As one of the major degradative mechanisms conserved among eukaryotic cells, autophagy mediates the turnover and recycling of long-lived cytosolic proteins and excess or damaged organelles (Klionsky, 2005
). The cargo destined for autophagic degradation is sequestered in a double-membrane vesicle called an autophagosome, which fuses with the lysosome in mammalian cells or the vacuole in yeast. Eventually, the cargo is degraded by lysosomal/vacuolar resident hydrolases. Autophagy occurs in response to physiological stress or developmental signals (Levine and Klionsky, 2004
). Recently, autophagy has been implicated in a variety of human diseases, including cancer, neurodegeneration, and pathogen infection (Shintani and Klionsky, 2004a
). The initial identification of >20 autophagy-related (ATG
) genes in the budding yeast Saccharomyces cerevisiae
has highlighted this single-cell organism as a perfect model to study the molecular mechanism of autophagy, although orthologues of some yeast ATG
genes have been found in higher eukaryotes.
In yeast, autophagy can be induced under starvation conditions to reuse nutrients for essential cellular activities and proper cellular remodeling; this starvation-induced bulk autophagy is considered nonspecific. Studies in yeast have also revealed that S. cerevisiae
has selective autophagic pathways that target specific cargos (Scott et al., 1996
; Hutchins et al., 1999
). These pathways mechanistically and genetically resemble bulk autophagy. One such route is the cytoplasm to vacuole targeting (Cvt) pathway (Nair and Klionsky, 2005
). In this pathway, two vacuolar hydrolases, the precursor form of aminopeptidase I (Ape1 [prApe1]) and α-mannosidase, are transported to the vacuole in a double-membrane vesicle called a Cvt vesicle, with the former subsequently being processed into mature Ape1. Compared with starvation-induced autophagy, the Cvt pathway occurs constitutively in growing conditions. Although some Atg proteins appear to be pathway specific, most are involved in both the specific and nonspecific pathways. However, it is not fully understood how these proteins coordinate and function at the molecular level in either bulk or selective autophagy.

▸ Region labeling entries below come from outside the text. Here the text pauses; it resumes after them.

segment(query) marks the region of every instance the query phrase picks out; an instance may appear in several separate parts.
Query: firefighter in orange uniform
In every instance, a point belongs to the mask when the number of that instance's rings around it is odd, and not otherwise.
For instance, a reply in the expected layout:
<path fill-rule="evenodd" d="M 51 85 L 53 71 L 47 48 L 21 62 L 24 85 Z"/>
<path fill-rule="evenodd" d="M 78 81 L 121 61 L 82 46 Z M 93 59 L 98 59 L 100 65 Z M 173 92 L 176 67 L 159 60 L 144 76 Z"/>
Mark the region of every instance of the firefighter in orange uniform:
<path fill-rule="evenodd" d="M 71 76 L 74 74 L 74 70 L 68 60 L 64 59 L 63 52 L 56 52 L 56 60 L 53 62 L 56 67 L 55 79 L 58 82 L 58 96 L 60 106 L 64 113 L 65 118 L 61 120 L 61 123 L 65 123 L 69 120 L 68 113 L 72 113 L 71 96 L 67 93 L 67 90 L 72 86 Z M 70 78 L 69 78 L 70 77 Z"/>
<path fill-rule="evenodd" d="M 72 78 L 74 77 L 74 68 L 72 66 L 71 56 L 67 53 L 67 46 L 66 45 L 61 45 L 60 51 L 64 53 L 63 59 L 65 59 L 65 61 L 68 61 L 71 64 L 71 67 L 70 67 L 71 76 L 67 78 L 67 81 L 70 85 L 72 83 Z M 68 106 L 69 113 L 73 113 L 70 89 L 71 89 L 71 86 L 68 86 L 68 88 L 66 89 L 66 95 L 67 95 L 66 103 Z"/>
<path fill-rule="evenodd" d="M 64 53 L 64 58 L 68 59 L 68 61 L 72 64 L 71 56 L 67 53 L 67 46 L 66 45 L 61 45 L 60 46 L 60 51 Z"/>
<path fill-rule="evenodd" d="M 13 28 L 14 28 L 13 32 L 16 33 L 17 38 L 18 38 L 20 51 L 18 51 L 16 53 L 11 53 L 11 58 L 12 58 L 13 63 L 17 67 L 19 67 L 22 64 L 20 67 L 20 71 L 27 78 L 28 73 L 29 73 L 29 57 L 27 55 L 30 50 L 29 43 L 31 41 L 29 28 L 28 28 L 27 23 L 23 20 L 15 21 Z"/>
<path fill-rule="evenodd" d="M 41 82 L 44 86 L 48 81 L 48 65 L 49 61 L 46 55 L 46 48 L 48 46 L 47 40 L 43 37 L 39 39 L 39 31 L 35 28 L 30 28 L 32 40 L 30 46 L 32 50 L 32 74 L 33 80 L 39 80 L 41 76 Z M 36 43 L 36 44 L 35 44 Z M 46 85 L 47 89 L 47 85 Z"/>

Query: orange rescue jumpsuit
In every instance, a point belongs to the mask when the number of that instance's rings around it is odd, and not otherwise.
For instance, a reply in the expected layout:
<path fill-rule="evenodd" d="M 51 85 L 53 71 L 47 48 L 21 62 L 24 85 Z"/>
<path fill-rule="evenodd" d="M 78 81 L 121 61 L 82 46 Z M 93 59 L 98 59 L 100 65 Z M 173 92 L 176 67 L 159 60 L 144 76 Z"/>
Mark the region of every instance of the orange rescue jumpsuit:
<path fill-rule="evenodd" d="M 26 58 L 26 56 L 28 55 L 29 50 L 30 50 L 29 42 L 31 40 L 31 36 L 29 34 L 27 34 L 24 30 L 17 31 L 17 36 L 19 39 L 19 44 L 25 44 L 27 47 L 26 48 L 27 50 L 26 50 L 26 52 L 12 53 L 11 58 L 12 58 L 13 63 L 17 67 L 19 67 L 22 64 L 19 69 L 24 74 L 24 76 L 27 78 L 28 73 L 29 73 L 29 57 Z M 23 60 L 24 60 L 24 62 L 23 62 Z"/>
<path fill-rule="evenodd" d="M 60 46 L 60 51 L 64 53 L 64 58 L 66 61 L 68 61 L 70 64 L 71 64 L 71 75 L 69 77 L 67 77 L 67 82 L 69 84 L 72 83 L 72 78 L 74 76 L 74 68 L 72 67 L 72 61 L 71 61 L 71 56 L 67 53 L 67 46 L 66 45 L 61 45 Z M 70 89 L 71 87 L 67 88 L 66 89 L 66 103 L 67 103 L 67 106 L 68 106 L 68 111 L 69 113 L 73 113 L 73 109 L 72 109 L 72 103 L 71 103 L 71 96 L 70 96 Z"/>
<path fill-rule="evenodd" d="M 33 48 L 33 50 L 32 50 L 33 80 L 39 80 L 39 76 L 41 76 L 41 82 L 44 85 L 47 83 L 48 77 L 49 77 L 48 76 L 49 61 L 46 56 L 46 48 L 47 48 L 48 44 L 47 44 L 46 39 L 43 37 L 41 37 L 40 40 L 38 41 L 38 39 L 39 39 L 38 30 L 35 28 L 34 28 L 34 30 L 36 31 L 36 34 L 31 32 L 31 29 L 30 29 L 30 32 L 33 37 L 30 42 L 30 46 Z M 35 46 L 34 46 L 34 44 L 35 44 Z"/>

Most yeast Atg components localize at a perivacuolar punctate structure called the preautophagosomal structure (PAS) or phagophore assembly site, which is proposed to be the site of autophagosome and Cvt vesicle formation (Kim et al., 2002
; Noda et al., 2002
). In most endomembrane trafficking systems, such as the early secretory pathway, vesicles form by budding from the surface of a preexisting organelle. However, in autophagy-related processes, the double-membrane sequestering vesicles appear to form de novo; that is, they expand by membrane addition during the formation process rather than being generated from a single piece of contiguous membrane (Reggiori and Klionsky, 2005
). One of the major current challenges is to unveil where the membrane materials for autophagosomes or Cvt vesicles come from and how the lipids are transported to the assembly site. Among all Atg proteins, Atg9 is the best candidate that can help us understand this pivotal issue. Atg9 is the only characterized integral membrane protein required for both autophagosome and Cvt vesicle formation (Noda et al., 2000
). However, this protein is absent from the completed vesicles, suggesting that it is retrieved before the vesicle sealing/completion step. Atg9 localizes to multiple punctate sites, with one of them corresponding to the PAS and others to mitochondria in addition to unidentified structures (Reggiori et al., 2005b
). Recent studies reveal that Atg9 cycles between mitochondria and the PAS vesicle assembly site (Reggiori et al., 2004
). These characteristics make Atg9 a potential membrane carrier for vesicle formation.
We decided to investigate the molecular regulatory mechanisms underlying Atg9 cycling and, in particular, what factors regulate the anterograde transport of Atg9 to the site of vesicle formation. In this study, we discovered that a peripheral membrane protein, Atg11 (Kim et al., 2001
), is an interaction partner of Atg9. The interaction requires the second coiled-coil (CC) domain of Atg11 and the Atg9 N-terminal cytosolic domain. A missense mutation (H192L) in the Atg9 N-terminal domain that disrupts its interaction with Atg11 results in the impaired cycling of Atg9 and a defect in selective autophagy. In addition, we found that in actin mutant cells, Atg11 colocalized with Atg9 and was retained on mitochondria, indicating that Atg11 is not able to direct Atg9 to the PAS in the absence of an intact cytoskeletal network. These data support a model in which a pool of Atg11 links Atg9 to the PAS along the actin cable under vegetative growth conditions.